Klein explains the economics of war in Iraq

That winding path of wartime corruption and shady business deals--a snake, says progressive journalist Naomi Klein, slithering from the battlefields in Baghdad through lobbyist firms in London and Washington, headquarters in Houston and San Francisco--ends, of all places, in Durham.

The Research Triangle Institute, a corporation Duke founded in 1958 in conjunction with the University of North Carolina at Chapel Hill and North Carolina State University, has won a contract initially worth $167 million to set up regional caucuses in Iraq as part of the administration's effort to establish democracy.

"You, more than anyone else in the country or world, are involved in a crucial decision in whether Iraq has a democracy or an 'appointocracy,'" Klein said, speaking Wednesday night before an audience of about 200 in Reynolds Theater.

Klein, who has written for The Nation, Ms. and Newsweek and authored "No Logo," a leading book on corporate imperialism, lambasted President George W. Bush as a strategist, a leader and a person--yet Klein insisted, in a Machiavellian sort of way, that she remains optimistic.

"Democracy is the only excuse [for invading Iraq] that Bush has left," she said, also describing the president as "an older, male version of Paris Hilton."

"It's so... important and hopeful and exciting to that think that out of this disaster, something good could happen," Klein continued.
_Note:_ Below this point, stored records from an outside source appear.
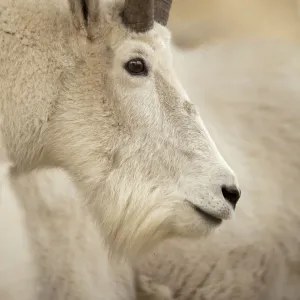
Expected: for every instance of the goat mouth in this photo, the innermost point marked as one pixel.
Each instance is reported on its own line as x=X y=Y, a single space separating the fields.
x=207 y=216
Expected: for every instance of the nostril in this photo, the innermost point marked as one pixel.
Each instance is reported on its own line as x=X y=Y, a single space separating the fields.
x=231 y=193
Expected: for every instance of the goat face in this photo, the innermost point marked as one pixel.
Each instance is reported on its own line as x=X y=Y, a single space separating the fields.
x=125 y=129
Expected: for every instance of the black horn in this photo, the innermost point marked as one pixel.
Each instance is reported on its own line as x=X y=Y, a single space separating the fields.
x=138 y=15
x=162 y=11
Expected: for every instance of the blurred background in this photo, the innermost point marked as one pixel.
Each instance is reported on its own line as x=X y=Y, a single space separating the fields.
x=196 y=22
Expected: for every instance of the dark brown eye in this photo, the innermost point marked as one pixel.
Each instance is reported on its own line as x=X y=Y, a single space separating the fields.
x=136 y=66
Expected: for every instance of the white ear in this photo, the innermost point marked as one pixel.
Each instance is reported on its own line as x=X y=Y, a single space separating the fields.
x=85 y=15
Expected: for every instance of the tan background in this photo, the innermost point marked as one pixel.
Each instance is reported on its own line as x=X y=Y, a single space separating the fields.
x=201 y=21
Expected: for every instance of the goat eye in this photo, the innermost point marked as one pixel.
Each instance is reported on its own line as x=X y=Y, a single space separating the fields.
x=136 y=66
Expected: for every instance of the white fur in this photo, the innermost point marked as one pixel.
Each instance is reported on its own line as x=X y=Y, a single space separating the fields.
x=134 y=146
x=249 y=95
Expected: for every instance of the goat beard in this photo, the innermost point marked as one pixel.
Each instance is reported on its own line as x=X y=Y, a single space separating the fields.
x=131 y=225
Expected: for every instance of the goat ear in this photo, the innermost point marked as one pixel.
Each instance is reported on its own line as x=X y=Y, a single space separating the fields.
x=85 y=14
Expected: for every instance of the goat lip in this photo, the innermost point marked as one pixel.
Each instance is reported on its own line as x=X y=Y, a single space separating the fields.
x=205 y=215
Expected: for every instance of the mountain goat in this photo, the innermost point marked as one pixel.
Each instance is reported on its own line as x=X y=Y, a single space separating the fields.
x=89 y=87
x=98 y=97
x=254 y=118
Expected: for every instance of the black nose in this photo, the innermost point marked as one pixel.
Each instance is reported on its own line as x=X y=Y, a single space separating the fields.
x=231 y=193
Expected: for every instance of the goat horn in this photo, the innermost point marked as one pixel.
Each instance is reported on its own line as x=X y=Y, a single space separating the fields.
x=162 y=10
x=138 y=15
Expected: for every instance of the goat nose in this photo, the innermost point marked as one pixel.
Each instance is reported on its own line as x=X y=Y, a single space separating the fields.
x=231 y=193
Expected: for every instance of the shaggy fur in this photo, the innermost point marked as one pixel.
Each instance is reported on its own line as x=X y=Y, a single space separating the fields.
x=142 y=162
x=50 y=246
x=133 y=145
x=248 y=93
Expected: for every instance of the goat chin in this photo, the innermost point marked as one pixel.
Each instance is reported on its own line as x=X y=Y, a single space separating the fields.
x=248 y=94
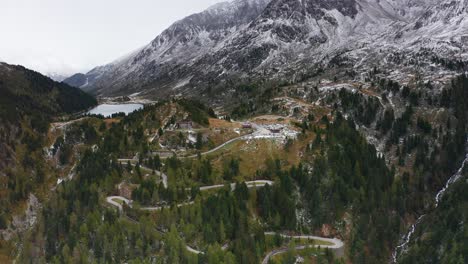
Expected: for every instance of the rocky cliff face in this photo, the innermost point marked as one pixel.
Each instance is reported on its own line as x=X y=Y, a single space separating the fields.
x=281 y=39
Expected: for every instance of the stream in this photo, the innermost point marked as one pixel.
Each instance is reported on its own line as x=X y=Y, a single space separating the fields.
x=403 y=247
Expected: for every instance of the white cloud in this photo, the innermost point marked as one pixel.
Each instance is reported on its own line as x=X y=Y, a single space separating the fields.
x=68 y=36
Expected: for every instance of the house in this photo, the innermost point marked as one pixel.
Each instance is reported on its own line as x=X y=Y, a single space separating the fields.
x=185 y=124
x=246 y=125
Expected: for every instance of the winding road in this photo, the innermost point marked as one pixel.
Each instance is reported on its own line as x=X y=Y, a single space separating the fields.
x=133 y=162
x=337 y=245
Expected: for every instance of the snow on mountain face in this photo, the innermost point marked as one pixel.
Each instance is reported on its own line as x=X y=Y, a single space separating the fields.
x=181 y=44
x=259 y=38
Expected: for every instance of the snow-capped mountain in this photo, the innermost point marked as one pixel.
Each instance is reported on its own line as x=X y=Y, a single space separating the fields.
x=281 y=39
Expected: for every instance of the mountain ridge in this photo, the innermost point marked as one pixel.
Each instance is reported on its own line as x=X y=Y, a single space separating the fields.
x=279 y=39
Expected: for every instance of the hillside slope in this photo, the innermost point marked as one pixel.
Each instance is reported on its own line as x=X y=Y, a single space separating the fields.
x=28 y=103
x=286 y=40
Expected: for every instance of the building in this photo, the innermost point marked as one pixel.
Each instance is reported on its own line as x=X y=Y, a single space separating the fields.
x=275 y=130
x=246 y=125
x=185 y=124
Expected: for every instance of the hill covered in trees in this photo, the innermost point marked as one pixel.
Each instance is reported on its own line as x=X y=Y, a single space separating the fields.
x=28 y=103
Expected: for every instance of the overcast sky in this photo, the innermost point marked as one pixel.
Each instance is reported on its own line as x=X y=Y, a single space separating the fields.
x=68 y=36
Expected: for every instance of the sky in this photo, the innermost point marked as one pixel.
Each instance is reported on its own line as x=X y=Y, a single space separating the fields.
x=69 y=36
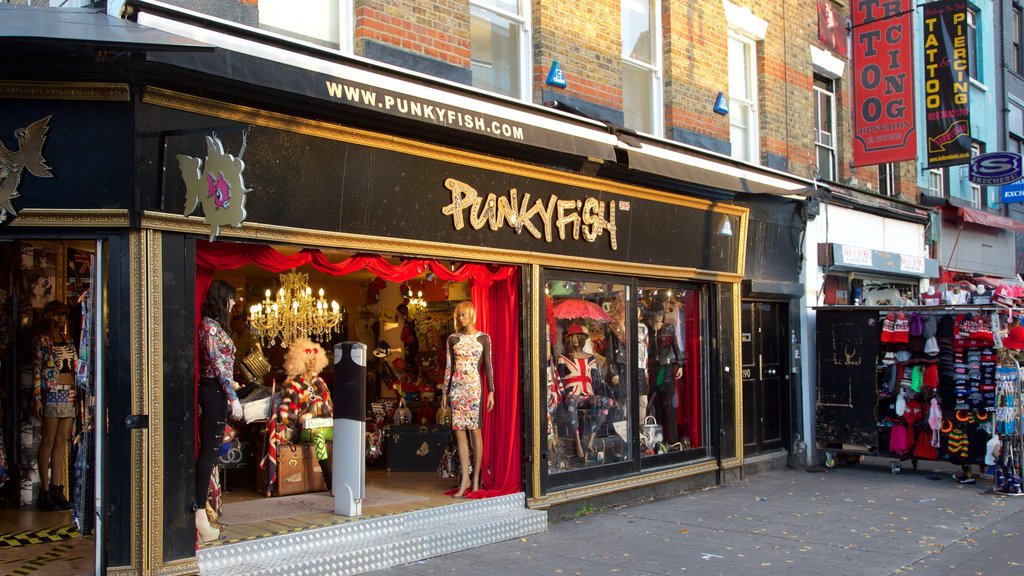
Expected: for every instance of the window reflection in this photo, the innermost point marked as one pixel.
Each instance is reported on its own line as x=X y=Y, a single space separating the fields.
x=589 y=375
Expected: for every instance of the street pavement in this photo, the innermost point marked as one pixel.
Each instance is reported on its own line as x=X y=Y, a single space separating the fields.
x=853 y=520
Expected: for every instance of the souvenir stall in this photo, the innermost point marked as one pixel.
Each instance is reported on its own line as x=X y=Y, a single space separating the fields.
x=1007 y=445
x=909 y=383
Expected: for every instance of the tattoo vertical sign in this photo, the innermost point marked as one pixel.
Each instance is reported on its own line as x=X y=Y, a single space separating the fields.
x=947 y=112
x=883 y=85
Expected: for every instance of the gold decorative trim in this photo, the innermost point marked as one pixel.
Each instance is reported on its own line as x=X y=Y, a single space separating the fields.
x=178 y=567
x=111 y=91
x=139 y=461
x=540 y=436
x=177 y=100
x=737 y=370
x=71 y=218
x=639 y=481
x=272 y=233
x=730 y=463
x=152 y=400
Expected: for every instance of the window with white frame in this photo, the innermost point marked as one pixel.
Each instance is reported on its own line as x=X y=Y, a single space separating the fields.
x=325 y=23
x=824 y=123
x=887 y=179
x=642 y=66
x=972 y=45
x=936 y=181
x=500 y=44
x=1016 y=64
x=742 y=97
x=975 y=189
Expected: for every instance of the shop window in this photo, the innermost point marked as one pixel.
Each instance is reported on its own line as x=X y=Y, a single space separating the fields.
x=500 y=46
x=590 y=374
x=403 y=310
x=641 y=66
x=671 y=387
x=824 y=121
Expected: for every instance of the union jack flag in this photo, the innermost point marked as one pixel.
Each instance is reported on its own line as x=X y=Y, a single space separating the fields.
x=578 y=374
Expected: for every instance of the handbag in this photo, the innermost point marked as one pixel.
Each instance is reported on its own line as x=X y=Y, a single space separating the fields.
x=256 y=366
x=449 y=466
x=650 y=433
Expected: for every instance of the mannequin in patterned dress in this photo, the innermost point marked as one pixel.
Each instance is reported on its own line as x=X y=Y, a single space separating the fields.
x=468 y=351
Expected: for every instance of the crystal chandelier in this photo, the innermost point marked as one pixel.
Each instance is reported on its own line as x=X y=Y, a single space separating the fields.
x=417 y=305
x=295 y=314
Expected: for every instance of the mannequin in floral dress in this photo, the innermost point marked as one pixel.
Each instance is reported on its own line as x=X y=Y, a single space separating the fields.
x=467 y=352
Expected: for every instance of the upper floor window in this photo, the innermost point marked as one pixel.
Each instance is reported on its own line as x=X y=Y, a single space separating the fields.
x=326 y=23
x=936 y=181
x=887 y=179
x=641 y=66
x=745 y=30
x=1014 y=60
x=972 y=45
x=742 y=97
x=500 y=44
x=824 y=122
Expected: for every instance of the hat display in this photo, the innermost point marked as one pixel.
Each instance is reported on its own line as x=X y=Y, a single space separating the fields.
x=577 y=329
x=1015 y=338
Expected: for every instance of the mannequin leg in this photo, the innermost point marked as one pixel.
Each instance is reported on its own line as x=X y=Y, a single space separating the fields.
x=58 y=463
x=477 y=444
x=44 y=502
x=463 y=444
x=46 y=449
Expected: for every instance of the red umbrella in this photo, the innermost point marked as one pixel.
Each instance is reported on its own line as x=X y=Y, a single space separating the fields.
x=576 y=307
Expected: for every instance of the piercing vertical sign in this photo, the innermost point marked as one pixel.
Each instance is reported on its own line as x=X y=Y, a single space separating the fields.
x=947 y=112
x=883 y=87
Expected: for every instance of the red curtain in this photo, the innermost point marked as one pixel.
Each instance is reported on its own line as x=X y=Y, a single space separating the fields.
x=692 y=403
x=495 y=290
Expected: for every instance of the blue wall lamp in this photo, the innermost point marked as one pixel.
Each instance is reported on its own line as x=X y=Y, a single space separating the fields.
x=721 y=105
x=555 y=76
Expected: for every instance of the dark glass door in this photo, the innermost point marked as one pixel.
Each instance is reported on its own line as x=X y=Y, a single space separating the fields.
x=766 y=376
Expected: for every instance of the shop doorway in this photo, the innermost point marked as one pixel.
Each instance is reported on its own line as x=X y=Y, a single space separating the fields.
x=47 y=517
x=766 y=376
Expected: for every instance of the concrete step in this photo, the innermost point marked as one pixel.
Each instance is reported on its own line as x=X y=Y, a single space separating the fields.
x=365 y=545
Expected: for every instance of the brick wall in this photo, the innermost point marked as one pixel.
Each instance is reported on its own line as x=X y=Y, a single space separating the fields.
x=586 y=40
x=435 y=29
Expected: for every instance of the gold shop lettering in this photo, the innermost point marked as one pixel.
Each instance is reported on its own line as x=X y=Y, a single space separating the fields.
x=589 y=218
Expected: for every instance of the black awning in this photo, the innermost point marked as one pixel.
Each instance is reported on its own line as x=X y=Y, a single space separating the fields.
x=722 y=173
x=42 y=29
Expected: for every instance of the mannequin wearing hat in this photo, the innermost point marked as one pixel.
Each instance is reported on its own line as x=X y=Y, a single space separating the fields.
x=955 y=295
x=305 y=396
x=667 y=359
x=468 y=351
x=580 y=376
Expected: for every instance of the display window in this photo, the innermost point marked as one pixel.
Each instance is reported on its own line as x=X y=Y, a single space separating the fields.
x=442 y=341
x=47 y=393
x=624 y=375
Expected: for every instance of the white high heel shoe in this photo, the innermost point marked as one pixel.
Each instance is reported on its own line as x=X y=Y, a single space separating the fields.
x=206 y=532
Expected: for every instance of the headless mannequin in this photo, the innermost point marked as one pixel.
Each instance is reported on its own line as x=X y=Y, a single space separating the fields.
x=667 y=357
x=981 y=295
x=955 y=296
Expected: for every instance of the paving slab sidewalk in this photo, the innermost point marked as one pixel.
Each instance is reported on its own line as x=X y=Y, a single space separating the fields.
x=854 y=520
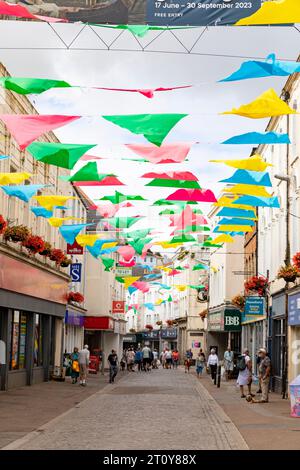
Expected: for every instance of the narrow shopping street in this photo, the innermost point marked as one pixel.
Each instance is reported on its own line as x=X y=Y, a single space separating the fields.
x=141 y=411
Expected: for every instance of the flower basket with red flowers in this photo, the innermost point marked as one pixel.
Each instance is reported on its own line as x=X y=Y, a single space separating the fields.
x=296 y=260
x=239 y=301
x=289 y=273
x=34 y=244
x=46 y=251
x=56 y=255
x=65 y=262
x=258 y=284
x=75 y=297
x=18 y=233
x=3 y=224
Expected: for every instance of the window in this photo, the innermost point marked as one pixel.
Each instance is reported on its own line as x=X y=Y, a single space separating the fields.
x=18 y=341
x=37 y=347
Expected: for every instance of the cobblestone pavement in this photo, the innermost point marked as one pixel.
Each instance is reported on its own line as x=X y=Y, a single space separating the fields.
x=161 y=409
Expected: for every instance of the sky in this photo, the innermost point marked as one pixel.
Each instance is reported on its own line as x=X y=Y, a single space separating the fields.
x=91 y=66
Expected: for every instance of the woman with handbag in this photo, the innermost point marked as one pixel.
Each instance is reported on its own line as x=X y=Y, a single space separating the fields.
x=75 y=366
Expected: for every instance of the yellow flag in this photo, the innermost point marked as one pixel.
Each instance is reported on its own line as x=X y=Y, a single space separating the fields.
x=13 y=178
x=88 y=239
x=128 y=280
x=58 y=221
x=224 y=238
x=268 y=104
x=254 y=163
x=50 y=201
x=274 y=12
x=249 y=189
x=236 y=228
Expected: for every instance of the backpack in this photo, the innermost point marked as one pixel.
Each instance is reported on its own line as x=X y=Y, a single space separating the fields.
x=241 y=362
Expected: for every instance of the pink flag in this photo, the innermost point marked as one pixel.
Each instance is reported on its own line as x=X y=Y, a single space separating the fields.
x=167 y=153
x=148 y=93
x=172 y=175
x=127 y=252
x=196 y=195
x=25 y=128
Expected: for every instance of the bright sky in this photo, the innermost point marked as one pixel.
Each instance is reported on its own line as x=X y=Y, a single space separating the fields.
x=133 y=69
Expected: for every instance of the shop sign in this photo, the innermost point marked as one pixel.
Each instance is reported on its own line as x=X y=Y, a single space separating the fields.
x=294 y=310
x=74 y=249
x=75 y=272
x=169 y=333
x=118 y=306
x=232 y=320
x=215 y=321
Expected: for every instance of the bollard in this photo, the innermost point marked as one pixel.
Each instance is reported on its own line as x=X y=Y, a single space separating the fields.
x=218 y=376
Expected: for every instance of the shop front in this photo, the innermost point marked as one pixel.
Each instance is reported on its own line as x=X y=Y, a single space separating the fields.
x=32 y=311
x=294 y=335
x=223 y=330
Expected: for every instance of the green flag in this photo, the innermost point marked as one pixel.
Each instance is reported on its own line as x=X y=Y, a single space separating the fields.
x=173 y=183
x=62 y=155
x=154 y=127
x=25 y=86
x=107 y=263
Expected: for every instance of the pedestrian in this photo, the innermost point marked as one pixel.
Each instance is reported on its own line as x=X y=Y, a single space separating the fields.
x=113 y=365
x=84 y=360
x=244 y=366
x=175 y=358
x=264 y=371
x=228 y=363
x=200 y=363
x=212 y=363
x=74 y=365
x=138 y=359
x=155 y=359
x=168 y=355
x=146 y=351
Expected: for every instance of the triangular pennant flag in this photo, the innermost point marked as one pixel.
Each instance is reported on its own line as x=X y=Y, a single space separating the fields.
x=25 y=86
x=154 y=127
x=268 y=104
x=107 y=263
x=25 y=128
x=70 y=232
x=24 y=191
x=58 y=154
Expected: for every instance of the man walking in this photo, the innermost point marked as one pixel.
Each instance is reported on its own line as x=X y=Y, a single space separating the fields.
x=84 y=360
x=113 y=365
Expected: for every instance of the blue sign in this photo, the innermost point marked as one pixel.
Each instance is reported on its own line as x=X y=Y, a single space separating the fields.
x=199 y=12
x=75 y=272
x=254 y=306
x=294 y=310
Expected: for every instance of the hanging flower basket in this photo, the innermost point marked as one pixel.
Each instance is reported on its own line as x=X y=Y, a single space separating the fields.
x=56 y=255
x=34 y=244
x=239 y=301
x=296 y=260
x=75 y=297
x=288 y=273
x=46 y=251
x=257 y=284
x=18 y=233
x=65 y=262
x=3 y=224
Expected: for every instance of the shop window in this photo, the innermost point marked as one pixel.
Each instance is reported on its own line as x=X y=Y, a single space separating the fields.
x=18 y=341
x=37 y=346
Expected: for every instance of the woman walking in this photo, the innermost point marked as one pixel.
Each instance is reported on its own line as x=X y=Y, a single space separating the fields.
x=75 y=366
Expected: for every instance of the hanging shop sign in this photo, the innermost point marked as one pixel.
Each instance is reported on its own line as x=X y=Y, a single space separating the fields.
x=294 y=310
x=199 y=13
x=74 y=249
x=118 y=306
x=75 y=272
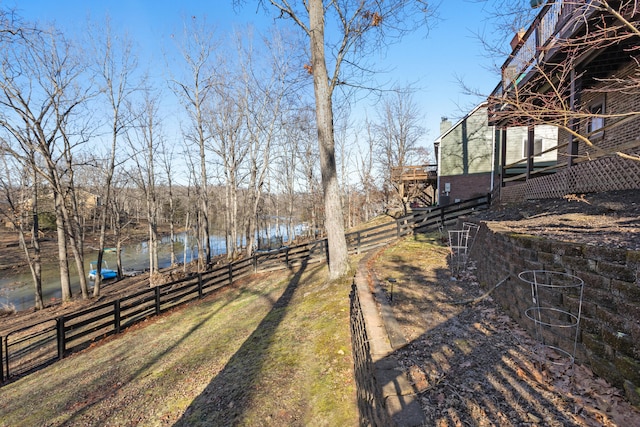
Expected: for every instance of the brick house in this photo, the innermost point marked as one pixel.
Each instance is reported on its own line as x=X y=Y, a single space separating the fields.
x=466 y=153
x=577 y=67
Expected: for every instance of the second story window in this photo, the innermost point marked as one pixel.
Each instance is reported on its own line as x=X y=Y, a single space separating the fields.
x=537 y=147
x=596 y=121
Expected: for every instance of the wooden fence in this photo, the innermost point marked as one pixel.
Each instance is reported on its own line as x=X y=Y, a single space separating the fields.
x=30 y=348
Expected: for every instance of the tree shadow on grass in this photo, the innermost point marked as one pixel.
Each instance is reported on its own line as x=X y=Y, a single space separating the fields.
x=94 y=396
x=226 y=396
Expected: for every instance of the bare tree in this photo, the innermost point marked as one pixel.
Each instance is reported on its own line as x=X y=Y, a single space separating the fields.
x=364 y=166
x=20 y=197
x=145 y=143
x=398 y=131
x=270 y=84
x=115 y=65
x=41 y=91
x=230 y=143
x=361 y=27
x=167 y=163
x=197 y=48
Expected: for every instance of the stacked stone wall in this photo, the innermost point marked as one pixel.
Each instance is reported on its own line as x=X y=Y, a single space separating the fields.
x=609 y=332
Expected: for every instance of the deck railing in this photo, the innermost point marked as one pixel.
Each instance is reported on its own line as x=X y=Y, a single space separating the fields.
x=552 y=18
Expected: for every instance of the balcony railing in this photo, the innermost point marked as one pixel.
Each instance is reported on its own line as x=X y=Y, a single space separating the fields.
x=414 y=173
x=537 y=40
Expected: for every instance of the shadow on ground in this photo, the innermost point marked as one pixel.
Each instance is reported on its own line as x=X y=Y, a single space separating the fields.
x=223 y=400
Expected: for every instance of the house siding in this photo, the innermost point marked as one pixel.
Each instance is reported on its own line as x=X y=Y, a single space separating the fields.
x=467 y=149
x=620 y=135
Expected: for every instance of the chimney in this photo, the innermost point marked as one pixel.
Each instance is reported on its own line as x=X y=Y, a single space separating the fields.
x=445 y=125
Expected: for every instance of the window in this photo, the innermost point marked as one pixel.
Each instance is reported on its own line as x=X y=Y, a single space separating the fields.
x=596 y=121
x=537 y=147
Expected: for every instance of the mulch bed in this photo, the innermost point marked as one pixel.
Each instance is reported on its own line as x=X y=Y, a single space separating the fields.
x=470 y=364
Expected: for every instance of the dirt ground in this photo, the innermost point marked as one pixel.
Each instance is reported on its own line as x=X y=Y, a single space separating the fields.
x=469 y=363
x=610 y=219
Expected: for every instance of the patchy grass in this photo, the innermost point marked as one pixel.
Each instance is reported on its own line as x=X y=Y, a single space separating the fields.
x=273 y=351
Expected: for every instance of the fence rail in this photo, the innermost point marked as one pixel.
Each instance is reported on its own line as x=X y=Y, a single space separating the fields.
x=32 y=347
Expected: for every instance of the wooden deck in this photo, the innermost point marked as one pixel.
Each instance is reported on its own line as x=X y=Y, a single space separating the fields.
x=415 y=173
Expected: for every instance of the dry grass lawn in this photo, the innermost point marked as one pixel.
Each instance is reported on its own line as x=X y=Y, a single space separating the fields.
x=274 y=350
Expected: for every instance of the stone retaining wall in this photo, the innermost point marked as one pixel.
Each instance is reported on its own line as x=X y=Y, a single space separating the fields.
x=609 y=333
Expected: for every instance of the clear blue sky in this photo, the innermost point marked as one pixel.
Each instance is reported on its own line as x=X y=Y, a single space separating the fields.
x=433 y=64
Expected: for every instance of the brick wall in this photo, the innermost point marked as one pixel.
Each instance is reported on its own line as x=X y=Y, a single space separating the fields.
x=626 y=131
x=609 y=333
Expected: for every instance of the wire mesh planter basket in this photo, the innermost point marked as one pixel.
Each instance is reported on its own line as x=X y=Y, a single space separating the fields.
x=555 y=311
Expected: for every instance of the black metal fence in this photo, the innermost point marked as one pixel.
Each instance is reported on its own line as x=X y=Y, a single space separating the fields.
x=32 y=347
x=370 y=401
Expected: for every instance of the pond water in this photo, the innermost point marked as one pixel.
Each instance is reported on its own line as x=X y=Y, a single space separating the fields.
x=17 y=289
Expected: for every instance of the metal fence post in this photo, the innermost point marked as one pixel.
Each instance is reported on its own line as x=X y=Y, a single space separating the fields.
x=326 y=250
x=2 y=340
x=157 y=290
x=60 y=336
x=116 y=315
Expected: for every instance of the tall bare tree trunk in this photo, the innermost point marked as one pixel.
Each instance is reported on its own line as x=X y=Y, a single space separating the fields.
x=334 y=220
x=63 y=257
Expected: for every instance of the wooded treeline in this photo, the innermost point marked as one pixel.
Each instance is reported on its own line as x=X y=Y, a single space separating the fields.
x=90 y=141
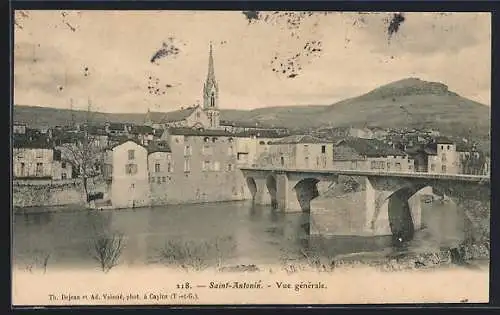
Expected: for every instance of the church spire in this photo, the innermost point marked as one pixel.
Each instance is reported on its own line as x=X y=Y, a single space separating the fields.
x=211 y=71
x=211 y=93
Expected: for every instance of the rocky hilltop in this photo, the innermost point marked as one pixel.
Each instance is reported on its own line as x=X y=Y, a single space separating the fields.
x=409 y=102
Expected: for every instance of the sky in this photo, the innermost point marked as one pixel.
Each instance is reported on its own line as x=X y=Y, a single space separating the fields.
x=105 y=58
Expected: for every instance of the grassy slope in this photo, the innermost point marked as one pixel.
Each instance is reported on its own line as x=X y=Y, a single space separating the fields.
x=429 y=104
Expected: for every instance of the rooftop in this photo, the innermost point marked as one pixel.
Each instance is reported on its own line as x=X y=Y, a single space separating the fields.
x=299 y=139
x=159 y=146
x=176 y=115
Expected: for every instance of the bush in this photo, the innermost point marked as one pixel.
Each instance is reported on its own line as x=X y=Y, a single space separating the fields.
x=197 y=255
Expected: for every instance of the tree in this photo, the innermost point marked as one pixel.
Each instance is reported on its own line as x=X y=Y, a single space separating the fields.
x=84 y=152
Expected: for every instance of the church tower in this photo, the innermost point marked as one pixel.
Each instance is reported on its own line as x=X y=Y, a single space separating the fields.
x=211 y=94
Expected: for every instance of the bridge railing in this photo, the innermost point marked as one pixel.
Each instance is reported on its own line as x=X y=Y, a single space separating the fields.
x=428 y=175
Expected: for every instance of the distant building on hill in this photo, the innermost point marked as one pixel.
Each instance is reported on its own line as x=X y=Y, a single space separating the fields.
x=32 y=159
x=370 y=154
x=299 y=152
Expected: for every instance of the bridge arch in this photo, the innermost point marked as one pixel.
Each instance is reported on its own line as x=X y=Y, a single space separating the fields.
x=272 y=187
x=404 y=219
x=305 y=191
x=252 y=186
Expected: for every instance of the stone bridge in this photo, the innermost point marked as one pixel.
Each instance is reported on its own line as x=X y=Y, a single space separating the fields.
x=387 y=200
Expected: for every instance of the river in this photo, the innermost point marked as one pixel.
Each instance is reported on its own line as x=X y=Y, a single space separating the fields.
x=254 y=234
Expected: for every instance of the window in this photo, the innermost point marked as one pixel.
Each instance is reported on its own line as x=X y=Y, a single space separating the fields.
x=131 y=154
x=130 y=169
x=206 y=149
x=39 y=169
x=206 y=165
x=216 y=166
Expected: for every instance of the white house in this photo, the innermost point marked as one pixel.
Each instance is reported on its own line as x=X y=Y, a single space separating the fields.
x=444 y=157
x=32 y=160
x=161 y=168
x=126 y=169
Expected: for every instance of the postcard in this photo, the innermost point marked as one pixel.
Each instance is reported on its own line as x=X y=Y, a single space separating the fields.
x=250 y=157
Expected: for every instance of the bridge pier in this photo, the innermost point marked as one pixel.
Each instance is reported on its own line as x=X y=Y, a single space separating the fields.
x=286 y=194
x=262 y=196
x=381 y=203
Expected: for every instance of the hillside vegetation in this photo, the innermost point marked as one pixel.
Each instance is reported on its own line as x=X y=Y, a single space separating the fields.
x=405 y=103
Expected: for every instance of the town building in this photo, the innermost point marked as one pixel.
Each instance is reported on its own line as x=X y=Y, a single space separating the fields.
x=370 y=155
x=127 y=175
x=19 y=128
x=32 y=159
x=62 y=169
x=252 y=145
x=443 y=156
x=248 y=126
x=117 y=129
x=191 y=117
x=211 y=95
x=143 y=134
x=346 y=132
x=160 y=170
x=299 y=152
x=203 y=162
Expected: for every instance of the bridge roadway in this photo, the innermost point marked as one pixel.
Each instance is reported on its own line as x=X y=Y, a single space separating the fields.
x=386 y=203
x=423 y=175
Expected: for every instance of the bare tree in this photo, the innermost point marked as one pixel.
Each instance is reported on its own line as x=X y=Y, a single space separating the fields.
x=84 y=151
x=40 y=259
x=107 y=249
Anyone who thinks the war in Iraq is going badly need only consult a government contractor to find a second opinion, she said.

While attending "Rebuilding in Iraq II," a Washington conference, Klein heard one subcontractor speak with words of optimism about the continuing resistance.

"[He said,] 'Look, there's a lot of bad news,'" Klein recalled. "'But for every helicopter that goes down, another one has to be built.' That's looking death in the face and seeing an opportunity."

Klein repeatedly questioned the Bush definition of democracy, charging also that the June 30 deadline Bush has declared for the beginning of free Iraqi elections entails little more than a publicity stunt geared toward the Aug. 30 start of the Republican National Convention.

"I'm not talking about holding ritualized elections every four years where the decisions are pre-made," Klein said, alluding to the authority L. Paul Bremer, the top U.S. civilian official in Iraq, wields and may retain over the Iraqi regional caucuses. "I'm talking about the real, messy business of having people rule themselves, making decisions that sometimes you won't like and your government certainly won't like. That's democracy."

Economic policy in Iraq--which includes a flat 15 percent income tax rate and privatization of water, gas and other utilities--represents a "Republican dream" too radical for the United States, Klein said.

She also charged the Coalition Provisional Authority, Bremer's organization, with knowingly defying international law, a fact that concerns contracting corporations such as Halliburton and Bechtel only due to the consequent reluctance of insurance companies to grant them expropriation insurance.

"Iraq is a pot of honey, and it's attracting a lot of flies," Klein said, paraphrasing Sen. John McCain, R-Ariz. "But the honey isn't just oil--it's schools, hospitals, prisons, water.... And the flies aren't just Halliburton."